Abstract
Background: The use of Poly (lactic-co-glycolic acid) (PLGA) nanobubbles (NBs) aimed at functioning as a delivery system that encounter solubility issues for drugs like dabrafenib (DBF), which belonged to the Biopharmaceutical Classification System (BCS) class II category. These specially designed nanobubbles enhanced the drug’s solubility, stability, and bioavailability, thus improving the therapeutic effectiveness. Moreover, they offered controlled release characteristics and can potentially enhance drug delivery to tissues or cells, maximizing pharmacological results while reducing adverse effects.
Methods: PLGA NBs were formulated using solvent evaporation and optimized using a Box Behnken design considering process and formulation parameters. The NBs characterization includes particle size, drug loading, entrapment efficiency, in-vitro studies, haemolytic studies, Fourier transform infrared (FTIR) spectroscopy, differential scanning calorimeter (DSC), stability studies, and as well as in-vivo studies in rats.

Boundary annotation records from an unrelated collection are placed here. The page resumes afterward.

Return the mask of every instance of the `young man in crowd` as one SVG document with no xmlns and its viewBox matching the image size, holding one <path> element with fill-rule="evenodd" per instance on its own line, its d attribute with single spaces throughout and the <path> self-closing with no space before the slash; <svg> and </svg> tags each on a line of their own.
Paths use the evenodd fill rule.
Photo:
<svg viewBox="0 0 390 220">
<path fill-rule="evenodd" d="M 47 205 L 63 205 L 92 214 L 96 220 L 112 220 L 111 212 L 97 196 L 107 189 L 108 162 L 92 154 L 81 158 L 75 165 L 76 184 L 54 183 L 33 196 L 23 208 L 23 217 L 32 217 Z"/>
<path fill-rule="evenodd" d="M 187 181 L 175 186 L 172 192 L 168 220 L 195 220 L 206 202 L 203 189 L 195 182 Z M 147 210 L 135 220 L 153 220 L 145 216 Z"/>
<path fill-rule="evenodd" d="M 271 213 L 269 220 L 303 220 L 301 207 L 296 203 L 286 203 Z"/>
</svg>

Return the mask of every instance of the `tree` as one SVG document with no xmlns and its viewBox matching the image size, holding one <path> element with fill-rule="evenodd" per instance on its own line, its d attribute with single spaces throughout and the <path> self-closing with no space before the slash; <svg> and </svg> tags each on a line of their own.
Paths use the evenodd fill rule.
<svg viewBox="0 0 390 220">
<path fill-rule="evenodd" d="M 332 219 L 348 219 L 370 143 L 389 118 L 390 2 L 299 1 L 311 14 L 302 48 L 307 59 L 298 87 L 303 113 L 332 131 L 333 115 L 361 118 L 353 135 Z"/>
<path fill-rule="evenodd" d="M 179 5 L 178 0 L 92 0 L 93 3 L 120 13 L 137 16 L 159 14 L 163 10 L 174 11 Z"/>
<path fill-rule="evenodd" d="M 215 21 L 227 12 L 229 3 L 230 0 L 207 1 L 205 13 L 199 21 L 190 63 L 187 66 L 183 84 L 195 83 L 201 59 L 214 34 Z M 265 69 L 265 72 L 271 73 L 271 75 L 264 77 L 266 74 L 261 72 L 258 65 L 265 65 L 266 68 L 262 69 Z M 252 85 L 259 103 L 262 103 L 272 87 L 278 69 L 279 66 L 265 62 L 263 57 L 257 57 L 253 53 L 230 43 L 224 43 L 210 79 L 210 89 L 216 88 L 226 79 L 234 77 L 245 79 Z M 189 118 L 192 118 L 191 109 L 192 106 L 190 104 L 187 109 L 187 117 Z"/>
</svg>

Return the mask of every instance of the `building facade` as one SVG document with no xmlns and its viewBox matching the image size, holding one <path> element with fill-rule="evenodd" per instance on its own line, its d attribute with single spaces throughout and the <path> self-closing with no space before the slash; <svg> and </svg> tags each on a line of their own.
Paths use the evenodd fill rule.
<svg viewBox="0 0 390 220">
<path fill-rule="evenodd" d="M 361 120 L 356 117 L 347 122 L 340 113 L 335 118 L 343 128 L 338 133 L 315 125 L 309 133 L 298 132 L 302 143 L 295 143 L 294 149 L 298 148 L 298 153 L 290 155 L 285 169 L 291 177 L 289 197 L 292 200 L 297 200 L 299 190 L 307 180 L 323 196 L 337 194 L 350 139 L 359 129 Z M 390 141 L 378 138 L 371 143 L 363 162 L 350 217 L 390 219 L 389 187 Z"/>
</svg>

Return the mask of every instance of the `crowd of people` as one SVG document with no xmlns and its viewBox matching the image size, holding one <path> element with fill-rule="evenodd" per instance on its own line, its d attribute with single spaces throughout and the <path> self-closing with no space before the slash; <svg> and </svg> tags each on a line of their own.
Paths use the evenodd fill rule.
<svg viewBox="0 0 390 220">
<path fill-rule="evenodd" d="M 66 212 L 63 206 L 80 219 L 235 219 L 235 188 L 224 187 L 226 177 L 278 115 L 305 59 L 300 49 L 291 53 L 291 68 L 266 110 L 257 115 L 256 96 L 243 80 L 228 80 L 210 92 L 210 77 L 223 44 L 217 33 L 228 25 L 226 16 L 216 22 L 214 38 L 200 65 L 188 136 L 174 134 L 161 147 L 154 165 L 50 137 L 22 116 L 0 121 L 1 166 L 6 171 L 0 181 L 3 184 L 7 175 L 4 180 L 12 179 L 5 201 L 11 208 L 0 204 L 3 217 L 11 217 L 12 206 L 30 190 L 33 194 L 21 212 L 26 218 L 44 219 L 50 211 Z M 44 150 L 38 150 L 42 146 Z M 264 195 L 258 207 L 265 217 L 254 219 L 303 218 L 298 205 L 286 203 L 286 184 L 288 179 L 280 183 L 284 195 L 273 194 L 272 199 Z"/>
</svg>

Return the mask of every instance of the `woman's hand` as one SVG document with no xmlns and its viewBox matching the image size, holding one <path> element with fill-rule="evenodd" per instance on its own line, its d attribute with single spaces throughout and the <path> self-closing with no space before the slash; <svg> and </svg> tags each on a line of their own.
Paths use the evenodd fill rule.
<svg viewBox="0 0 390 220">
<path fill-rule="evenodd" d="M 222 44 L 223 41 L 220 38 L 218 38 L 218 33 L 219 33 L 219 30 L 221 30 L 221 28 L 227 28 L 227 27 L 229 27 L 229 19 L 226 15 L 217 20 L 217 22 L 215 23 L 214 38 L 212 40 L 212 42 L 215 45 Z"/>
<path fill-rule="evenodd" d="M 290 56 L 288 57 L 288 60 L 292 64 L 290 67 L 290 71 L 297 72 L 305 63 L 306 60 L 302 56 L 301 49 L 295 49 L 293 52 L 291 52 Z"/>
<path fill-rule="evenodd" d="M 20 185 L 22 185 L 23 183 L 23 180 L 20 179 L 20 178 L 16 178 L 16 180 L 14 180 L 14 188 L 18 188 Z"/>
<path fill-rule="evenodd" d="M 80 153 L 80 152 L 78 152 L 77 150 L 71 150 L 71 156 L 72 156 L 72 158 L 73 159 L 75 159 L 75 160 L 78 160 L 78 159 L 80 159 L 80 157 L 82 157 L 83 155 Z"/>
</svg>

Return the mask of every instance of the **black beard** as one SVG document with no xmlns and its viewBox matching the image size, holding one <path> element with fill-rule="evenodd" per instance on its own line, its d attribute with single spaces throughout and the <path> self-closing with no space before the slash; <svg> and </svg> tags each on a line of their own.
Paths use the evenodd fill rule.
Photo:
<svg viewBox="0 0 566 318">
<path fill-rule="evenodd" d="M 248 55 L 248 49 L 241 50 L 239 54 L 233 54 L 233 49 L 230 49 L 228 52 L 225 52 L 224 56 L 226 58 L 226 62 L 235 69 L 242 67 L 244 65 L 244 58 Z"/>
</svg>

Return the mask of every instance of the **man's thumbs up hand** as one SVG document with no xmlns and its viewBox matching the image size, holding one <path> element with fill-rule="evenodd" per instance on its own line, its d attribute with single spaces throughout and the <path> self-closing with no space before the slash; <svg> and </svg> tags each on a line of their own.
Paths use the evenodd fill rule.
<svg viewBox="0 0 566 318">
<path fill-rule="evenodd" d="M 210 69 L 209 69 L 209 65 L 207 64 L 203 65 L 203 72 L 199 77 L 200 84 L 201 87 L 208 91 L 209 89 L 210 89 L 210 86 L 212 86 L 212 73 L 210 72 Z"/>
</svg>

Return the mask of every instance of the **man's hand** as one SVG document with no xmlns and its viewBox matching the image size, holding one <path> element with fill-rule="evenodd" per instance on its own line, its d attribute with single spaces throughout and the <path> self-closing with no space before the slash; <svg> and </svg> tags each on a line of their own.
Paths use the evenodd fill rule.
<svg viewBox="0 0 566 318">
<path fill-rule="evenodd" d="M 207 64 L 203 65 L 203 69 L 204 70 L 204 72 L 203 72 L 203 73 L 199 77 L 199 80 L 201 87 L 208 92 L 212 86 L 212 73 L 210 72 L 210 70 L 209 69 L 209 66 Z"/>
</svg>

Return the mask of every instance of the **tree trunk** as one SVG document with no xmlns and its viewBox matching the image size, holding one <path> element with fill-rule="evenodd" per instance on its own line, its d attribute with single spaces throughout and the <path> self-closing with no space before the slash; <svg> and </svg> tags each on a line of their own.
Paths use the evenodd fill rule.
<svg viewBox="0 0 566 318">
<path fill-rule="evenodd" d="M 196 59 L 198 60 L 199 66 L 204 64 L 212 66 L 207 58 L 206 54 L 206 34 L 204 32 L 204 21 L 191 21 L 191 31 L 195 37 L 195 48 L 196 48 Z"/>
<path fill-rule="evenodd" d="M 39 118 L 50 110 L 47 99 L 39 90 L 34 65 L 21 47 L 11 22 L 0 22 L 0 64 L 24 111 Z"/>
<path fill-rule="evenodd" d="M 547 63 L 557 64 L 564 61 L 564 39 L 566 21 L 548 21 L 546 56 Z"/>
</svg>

Results: The optimized nanobubbles (NBs) displayed a particle size (PS) of 190.6 ± 18.4 nm, zeta potential of -21 ± 4.2 mV, and polydispersity index (PDI) of 0.397 ± 0.096. With 87.21 ± 3.8% of entrapment efficiency (EE) and 26.29 ± 4.01% drug loading, in-vitro studies revealed a superior drug release (99%) with ultrasound versus plain drugs (20%). FTIR and DSC studies confirmed no drug-polymer interaction. Scanning Electron Microscopy (SEM) images displayed uniform spherical nanosized particles. Haemolytic activity demonstrated safety, and stability studies indicated no significant changes after 30 days. The nanobubbles exhibited increased Cmax (4.74) and AUC0-t (6.82), thereby promising an enhanced solubility, absorption, and extended half-life.
Conclusion: The current investigation showed that PLGA nanobubbles loaded with dabrafenib have a promising delayed release potential, which might make them a possible treatment alternative for breast cancer.